Disse certa vez José Cid: “o som da guitarra é a alma de um povo.” As cordas da guitarra portuguesa, afagadas pelos dedos viajantes, enclausuram-nos numa nostalgia com mosaicos lusos. Muito própria, muito nossa. Quando soa esta guitarra, pérola modesta no fio renascentista, Portugal fala e nós escutamos. Mike Martins partilha connosco a sua carreira, a relação com o fado, os sonhos e as mensagens. O palco frágil a preto e branco é, desta feita, dele.
Mike, é com enorme gosto que converso contigo para a nossa rubrica, o Escriba. Já falei com algumas fadistas da nossa cidade, como a Mara Pedro, mas é a primeira vez que dou espaço a um guitarrista deste grande símbolo da nação. Diz-me, como surgiu em ti este fervor pelas cordas?
O interesse pelas cordas surgiu desde novo, quando tinha 6 anos. Comecei por tocar guitarra clássica e desde ai o amor pela música só aumentou! Aos 10 optei por me inscrever no Conservatório de Viseu e, perante as propostas que tinha, decidi escolher a Guitarra Portuguesa que me acompanha desde esse dia.

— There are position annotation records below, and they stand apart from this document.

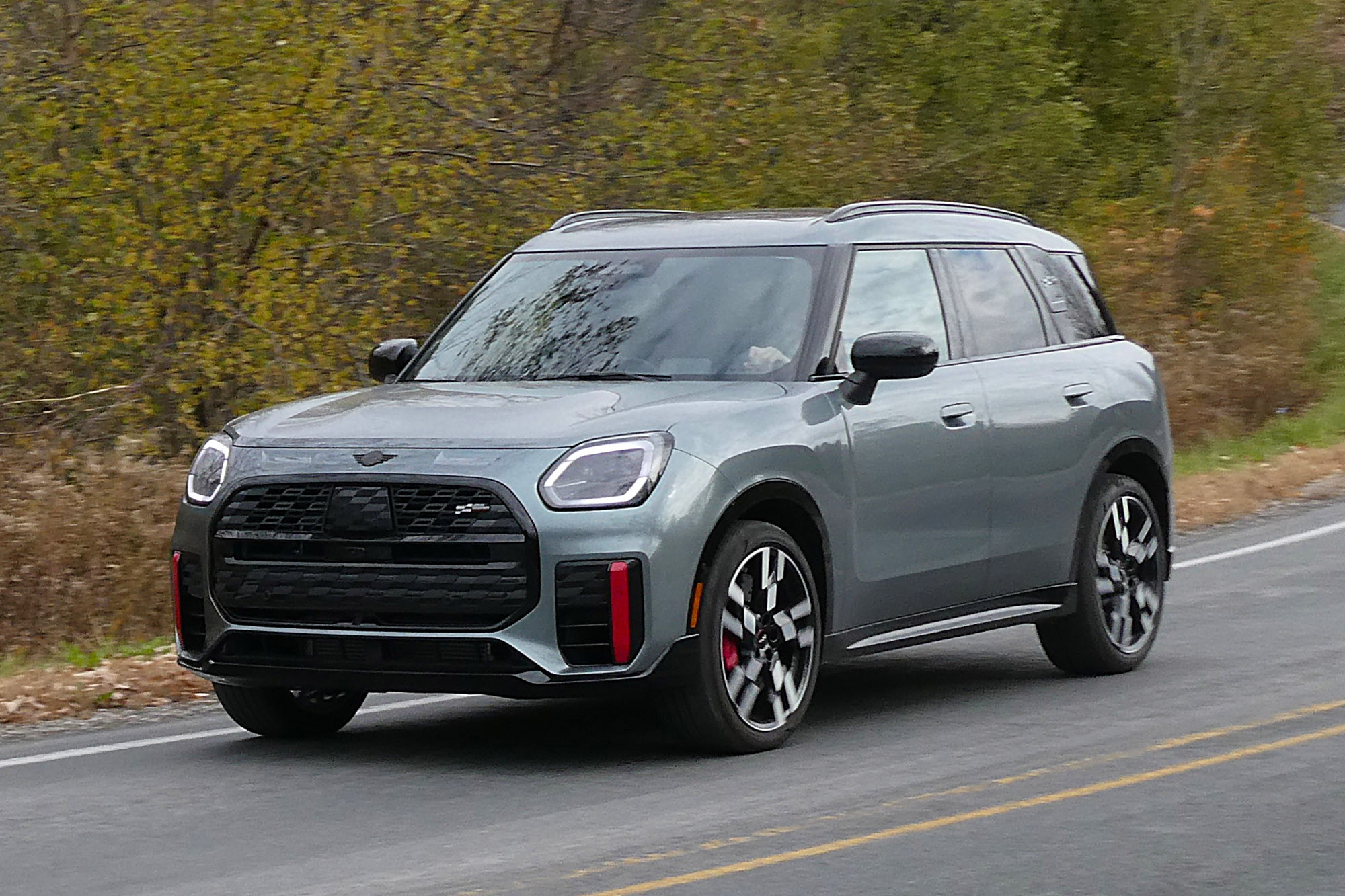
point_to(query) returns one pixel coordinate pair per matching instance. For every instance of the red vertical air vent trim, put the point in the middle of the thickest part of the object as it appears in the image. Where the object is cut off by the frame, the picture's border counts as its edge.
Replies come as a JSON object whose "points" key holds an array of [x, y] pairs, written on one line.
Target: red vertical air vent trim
{"points": [[619, 581], [177, 592]]}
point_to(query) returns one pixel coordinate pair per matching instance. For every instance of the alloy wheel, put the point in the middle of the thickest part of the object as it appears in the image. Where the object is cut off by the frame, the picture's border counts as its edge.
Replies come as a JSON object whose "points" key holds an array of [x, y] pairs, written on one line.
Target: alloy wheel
{"points": [[769, 638], [1129, 575]]}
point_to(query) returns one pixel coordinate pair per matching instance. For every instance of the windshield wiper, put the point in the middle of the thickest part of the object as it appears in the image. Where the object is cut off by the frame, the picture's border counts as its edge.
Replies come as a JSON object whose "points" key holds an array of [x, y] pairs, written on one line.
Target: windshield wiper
{"points": [[610, 376]]}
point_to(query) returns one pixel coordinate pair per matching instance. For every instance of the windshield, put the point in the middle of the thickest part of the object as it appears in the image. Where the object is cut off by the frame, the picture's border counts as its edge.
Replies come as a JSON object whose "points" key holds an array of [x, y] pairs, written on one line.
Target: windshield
{"points": [[692, 314]]}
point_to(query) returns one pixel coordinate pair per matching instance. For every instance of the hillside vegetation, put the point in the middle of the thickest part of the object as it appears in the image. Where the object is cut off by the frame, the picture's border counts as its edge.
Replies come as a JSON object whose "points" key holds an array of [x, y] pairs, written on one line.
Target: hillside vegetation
{"points": [[221, 204], [213, 205]]}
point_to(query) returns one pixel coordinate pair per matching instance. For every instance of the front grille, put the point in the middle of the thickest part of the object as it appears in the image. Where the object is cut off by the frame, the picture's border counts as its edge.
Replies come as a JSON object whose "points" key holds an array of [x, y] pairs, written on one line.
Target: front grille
{"points": [[354, 653], [584, 611], [384, 555], [192, 581]]}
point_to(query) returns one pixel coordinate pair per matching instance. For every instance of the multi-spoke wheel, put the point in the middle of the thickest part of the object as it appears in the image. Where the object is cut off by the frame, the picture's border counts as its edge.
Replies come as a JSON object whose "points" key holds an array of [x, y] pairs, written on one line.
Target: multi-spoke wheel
{"points": [[767, 639], [761, 635], [1122, 555], [276, 712]]}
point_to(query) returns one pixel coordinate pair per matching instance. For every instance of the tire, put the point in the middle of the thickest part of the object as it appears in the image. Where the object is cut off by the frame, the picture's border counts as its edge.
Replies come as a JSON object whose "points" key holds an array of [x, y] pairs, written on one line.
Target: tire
{"points": [[275, 712], [751, 657], [1121, 560]]}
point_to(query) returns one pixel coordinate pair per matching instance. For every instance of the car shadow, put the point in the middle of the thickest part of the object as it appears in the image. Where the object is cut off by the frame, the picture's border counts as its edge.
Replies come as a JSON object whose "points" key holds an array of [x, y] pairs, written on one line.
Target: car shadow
{"points": [[592, 733]]}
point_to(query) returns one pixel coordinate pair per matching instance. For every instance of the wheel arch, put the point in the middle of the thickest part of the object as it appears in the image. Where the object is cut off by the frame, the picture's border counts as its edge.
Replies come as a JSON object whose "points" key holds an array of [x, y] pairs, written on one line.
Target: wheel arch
{"points": [[793, 509], [1144, 462]]}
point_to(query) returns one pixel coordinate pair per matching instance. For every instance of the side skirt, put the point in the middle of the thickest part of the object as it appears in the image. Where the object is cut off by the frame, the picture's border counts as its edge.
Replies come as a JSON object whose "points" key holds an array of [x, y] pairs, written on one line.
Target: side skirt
{"points": [[964, 619]]}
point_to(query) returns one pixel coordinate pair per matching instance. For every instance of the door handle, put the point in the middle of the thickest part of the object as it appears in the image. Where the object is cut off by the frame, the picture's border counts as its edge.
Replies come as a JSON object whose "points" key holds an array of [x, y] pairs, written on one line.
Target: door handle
{"points": [[1078, 393], [958, 416]]}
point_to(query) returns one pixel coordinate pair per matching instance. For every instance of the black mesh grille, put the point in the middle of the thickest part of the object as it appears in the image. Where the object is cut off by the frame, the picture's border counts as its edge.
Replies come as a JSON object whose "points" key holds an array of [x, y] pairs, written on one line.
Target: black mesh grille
{"points": [[373, 553], [193, 595], [371, 654], [276, 509], [584, 612]]}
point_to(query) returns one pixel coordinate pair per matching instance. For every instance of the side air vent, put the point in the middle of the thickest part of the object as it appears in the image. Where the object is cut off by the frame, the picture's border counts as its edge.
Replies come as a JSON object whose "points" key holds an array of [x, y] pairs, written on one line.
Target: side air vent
{"points": [[599, 611]]}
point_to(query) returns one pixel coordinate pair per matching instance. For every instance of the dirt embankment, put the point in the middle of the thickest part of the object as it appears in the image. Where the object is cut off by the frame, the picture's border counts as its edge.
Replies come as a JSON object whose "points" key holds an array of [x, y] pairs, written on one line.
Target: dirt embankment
{"points": [[131, 682], [139, 599], [1223, 495]]}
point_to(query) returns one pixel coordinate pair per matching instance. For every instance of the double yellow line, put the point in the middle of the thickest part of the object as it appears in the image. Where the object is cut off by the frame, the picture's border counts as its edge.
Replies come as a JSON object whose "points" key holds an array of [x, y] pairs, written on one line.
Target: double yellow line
{"points": [[1001, 809]]}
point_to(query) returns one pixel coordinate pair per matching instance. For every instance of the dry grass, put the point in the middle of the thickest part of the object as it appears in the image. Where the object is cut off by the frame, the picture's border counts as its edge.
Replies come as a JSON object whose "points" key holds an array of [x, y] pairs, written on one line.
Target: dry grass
{"points": [[1223, 495], [131, 682], [84, 544], [84, 548]]}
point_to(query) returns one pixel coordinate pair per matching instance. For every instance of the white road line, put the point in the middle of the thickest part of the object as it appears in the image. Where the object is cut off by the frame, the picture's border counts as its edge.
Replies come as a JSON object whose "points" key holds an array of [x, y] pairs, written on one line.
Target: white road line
{"points": [[1265, 545], [439, 698], [201, 735]]}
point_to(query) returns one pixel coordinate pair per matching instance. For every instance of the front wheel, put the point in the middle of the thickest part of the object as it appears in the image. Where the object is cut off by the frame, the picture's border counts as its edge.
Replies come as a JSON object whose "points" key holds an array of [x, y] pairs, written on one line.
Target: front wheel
{"points": [[1121, 571], [276, 712], [761, 645]]}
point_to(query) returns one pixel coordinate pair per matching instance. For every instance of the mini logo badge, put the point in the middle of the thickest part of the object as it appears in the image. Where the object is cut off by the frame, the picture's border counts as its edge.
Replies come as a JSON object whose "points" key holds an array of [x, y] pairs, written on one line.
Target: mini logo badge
{"points": [[373, 458], [471, 509]]}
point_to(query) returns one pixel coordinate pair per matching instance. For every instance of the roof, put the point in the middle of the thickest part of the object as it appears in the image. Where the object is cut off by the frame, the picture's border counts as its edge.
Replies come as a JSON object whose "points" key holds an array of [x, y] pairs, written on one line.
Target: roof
{"points": [[870, 222]]}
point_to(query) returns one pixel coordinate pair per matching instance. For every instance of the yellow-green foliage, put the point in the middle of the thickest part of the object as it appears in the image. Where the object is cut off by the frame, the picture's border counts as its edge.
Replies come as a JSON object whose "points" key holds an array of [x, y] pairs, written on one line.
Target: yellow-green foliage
{"points": [[224, 204]]}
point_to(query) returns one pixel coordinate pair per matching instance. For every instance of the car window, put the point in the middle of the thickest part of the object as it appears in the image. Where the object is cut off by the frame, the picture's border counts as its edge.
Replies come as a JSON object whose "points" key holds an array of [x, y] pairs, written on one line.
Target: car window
{"points": [[1087, 317], [892, 291], [670, 314], [1003, 311], [1071, 300]]}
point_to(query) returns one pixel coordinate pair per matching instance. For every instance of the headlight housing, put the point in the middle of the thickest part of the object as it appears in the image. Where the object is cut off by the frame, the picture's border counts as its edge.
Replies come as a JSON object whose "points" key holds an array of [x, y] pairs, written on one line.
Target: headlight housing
{"points": [[208, 470], [607, 473]]}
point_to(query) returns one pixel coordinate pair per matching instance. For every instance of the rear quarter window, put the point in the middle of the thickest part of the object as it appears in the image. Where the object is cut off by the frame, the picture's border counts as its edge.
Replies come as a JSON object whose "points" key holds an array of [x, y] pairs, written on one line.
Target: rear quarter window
{"points": [[1073, 300]]}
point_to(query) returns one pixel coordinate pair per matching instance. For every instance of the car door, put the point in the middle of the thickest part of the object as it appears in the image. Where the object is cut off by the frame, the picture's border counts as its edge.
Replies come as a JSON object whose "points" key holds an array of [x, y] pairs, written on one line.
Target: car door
{"points": [[919, 454], [1044, 417]]}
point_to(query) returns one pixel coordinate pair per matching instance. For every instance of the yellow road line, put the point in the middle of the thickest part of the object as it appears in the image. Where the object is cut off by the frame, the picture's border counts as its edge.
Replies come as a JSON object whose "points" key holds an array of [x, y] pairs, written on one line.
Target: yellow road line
{"points": [[962, 790], [989, 811]]}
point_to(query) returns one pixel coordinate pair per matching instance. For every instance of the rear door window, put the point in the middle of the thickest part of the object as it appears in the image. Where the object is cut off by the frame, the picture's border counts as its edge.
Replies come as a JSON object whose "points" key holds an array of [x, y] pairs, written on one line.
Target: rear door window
{"points": [[1073, 303], [1001, 309], [892, 291]]}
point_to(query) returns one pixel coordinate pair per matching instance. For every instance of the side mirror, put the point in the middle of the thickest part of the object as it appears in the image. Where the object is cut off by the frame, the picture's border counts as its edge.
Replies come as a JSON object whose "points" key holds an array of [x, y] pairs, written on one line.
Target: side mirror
{"points": [[391, 358], [887, 356]]}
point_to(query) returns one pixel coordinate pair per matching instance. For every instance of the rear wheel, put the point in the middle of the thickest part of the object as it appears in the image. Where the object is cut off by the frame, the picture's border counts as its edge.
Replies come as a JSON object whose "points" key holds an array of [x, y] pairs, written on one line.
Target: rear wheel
{"points": [[759, 647], [276, 712], [1121, 556]]}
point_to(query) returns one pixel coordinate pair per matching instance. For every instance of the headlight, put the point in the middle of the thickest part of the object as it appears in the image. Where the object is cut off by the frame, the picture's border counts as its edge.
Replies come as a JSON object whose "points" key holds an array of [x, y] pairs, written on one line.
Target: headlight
{"points": [[607, 473], [208, 470]]}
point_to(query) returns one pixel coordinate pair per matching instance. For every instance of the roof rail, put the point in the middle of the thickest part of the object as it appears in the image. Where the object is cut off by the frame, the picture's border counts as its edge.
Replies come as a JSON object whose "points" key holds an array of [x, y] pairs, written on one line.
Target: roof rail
{"points": [[890, 206], [613, 213]]}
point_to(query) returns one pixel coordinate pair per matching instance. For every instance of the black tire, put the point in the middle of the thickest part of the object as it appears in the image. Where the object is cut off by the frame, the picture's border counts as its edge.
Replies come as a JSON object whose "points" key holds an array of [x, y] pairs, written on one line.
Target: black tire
{"points": [[275, 712], [1090, 641], [703, 710]]}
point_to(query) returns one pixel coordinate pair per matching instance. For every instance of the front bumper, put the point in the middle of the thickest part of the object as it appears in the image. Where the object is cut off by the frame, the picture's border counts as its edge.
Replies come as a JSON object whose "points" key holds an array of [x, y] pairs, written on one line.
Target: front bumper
{"points": [[665, 536]]}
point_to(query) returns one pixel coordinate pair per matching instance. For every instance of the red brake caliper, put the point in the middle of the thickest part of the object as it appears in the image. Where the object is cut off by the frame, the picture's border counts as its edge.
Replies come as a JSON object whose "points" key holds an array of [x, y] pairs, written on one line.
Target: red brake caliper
{"points": [[731, 654]]}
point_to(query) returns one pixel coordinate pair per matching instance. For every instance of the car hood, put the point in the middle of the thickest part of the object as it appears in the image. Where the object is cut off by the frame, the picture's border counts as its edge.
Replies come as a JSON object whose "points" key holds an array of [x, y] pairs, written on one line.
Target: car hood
{"points": [[529, 415]]}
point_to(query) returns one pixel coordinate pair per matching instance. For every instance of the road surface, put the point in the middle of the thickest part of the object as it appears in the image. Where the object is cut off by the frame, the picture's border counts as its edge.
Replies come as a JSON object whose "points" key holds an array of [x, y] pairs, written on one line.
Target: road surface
{"points": [[961, 767]]}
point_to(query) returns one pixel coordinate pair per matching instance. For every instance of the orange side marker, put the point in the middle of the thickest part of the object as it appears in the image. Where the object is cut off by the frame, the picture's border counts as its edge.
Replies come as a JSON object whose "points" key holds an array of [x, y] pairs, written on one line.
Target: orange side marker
{"points": [[696, 603]]}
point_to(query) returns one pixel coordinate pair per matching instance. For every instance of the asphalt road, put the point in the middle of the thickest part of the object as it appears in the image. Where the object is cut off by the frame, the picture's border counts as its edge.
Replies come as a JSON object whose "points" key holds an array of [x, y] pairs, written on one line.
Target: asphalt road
{"points": [[962, 767]]}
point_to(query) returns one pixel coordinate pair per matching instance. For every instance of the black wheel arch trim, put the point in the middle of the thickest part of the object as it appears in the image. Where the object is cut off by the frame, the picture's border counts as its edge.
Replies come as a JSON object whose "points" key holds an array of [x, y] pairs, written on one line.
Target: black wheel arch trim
{"points": [[1161, 473], [770, 491]]}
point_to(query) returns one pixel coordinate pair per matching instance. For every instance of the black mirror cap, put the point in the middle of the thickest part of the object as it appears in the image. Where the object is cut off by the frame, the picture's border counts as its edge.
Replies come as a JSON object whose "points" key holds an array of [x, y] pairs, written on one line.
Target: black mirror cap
{"points": [[391, 358], [895, 356], [887, 356]]}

Tiveste alguma referência nesse inicio de percurso?
Quando escolhi a guitarra portuguesa, foi apenas por pensar que já sabia tocar guitarra clássica e optei por uma novidade, mas as referências apenas começaram a surgir 2 a 3 anos depois de começar a tocar!
Como quem?
Carlos e Artur Paredes, Pedro Caldeira Cabral, reportório de Coimbra, e mais tarde José Nunes, Armandinho e José Manuel Neto, com reportório de Lisboa.
Que características distinguem a guitarra portuguesa das demais?
O seu timbre é único, consegue transmitir os nossos sentimentos. Podemos relacionar com os descobrimentos uma vez que tem a forma de uma lágrima, que pode significar as lágrimas de quem viu os seus entes queridos partir, o seu material é de madeira que por sinal foi utilizada para construir naus e caravelas. É o único instrumento que carrega o sentimento de um povo e tem o nome de um país.
Quanto tocas guitarra, tocas Portugal ou tocas a tua própria alma?
Toco a minha alma, que por sinal tem o sentimento do nosso povo! Logo tento levar para todo o mundo a nossa cultura filtrada pela minha alma.
És apenas intérprete ou compões?
Apenas intérprete.
Nunca pensaste em compor?
Sim, a cada dia que passa sinto que vou ganhando recursos e à medida que o tempo passa, tudo surge na minha mente, as melodias, harmonias…
Interessante, interessante. Falando de concertos, já actuaste fora de Portugal?
Sim, já tive a oportunidade de atuar fora de Portugal.
Falando das nossas cidades, qual foi a que mais te surpreendeu a sentir o fado? (excluindo Coimbra e Lisboa)
Viseu.
O que destacarias das gentes de Viseu na tua relação com o fado?
É mais o facto de ser a cidade que me acolheu e acolhe todas as semanas, e onde passei a maior parte do tempo a aprender o que sei hoje, e continuo ainda a aprender!
Se pudesses escolher um(a) fadista com quem partilhar palco, quem seria?
Da nossa época, Ricardo Ribeiro, Camané e Carminho; do passado trabalharia com Fernando Maurício e Amália Rodrigues.
Que sonhos movem a tua carreira?
Poder tocar nas maiores salas de concertos , com as minhas referências e ídolos ou a solo, acho que é o sonho de qualquer praticante desta arte!